Question

Which of the following ion is not tetrahedral in shape:
A.$B{F_4}^ -$
B.$N{H_4}^ +$
C.$S{F_4}$
D.$C{F_4}$

Answer 1

The three dimensional arrangement of atoms that constitute a molecule is known as its molecular geometry. It includes the shape of the molecule as well as bond lengths, bond angles and other geometrical parameters that determines the position of each atom.

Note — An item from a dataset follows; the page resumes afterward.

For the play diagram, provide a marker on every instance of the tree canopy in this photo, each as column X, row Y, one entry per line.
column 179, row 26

Complete step by step answer:
Generally we use a formula for a molecule to calculate its hybridization and from hybridization we calculate the shape of the molecule.
The formula used is:
$H = \dfrac{1}{2}\left[ {V + M - C + A} \right]$
Where,
$H$ is the number of orbitals involved in hybridization.
$V$ is the number valence electrons of a central atom.
$C$ is in charge of cation.
$A$ is in charge of anion.
$M$ is the number of monovalent atoms linked to the central atom.
For $B{F_4}^ -$
$H = \dfrac{1}{2}\left[ {3 + 4 - 0 + 1} \right] = 4$
Therefore its hybridization is $s{p^3}$ and its shape will be tetrahedral.
For $N{H_4}^ +$
$H = \dfrac{1}{2}\left[ {5 + 4 - 1 + 0} \right] = 4$
Therefore its hybridization is $s{p^3}$ and its shape will be tetrahedral.
For $S{F_4}$
$H = \dfrac{1}{2}\left[ {6 + 4 - 0 + 0} \right] = 5$
Therefore its hybridization is $s{p^3}d$ and its shape will be see-saw.
For $C{F_4}$
$H = \dfrac{1}{2}\left[ {4 + 4 - 0 + 0} \right] = 4$
Therefore its hybridization is $s{p^3}$ and its shape will be tetrahedral.
Hence in all these calculations we found that the hybridization of $S{F_4}$ is $s{p^3}d$, molecules with this hybridization does not give tetrahedral shape so the only molecule/ion that has shape other than tetrahedral is $S{F_4}$.

Hence, option (C) is correct.

Note: Some ions/molecules have lone pairs with them which change their shapes from the expected one, same is the case of $S{F_4}$, it has one lone pair which contributes in hybridization and changes its shape to see-saw.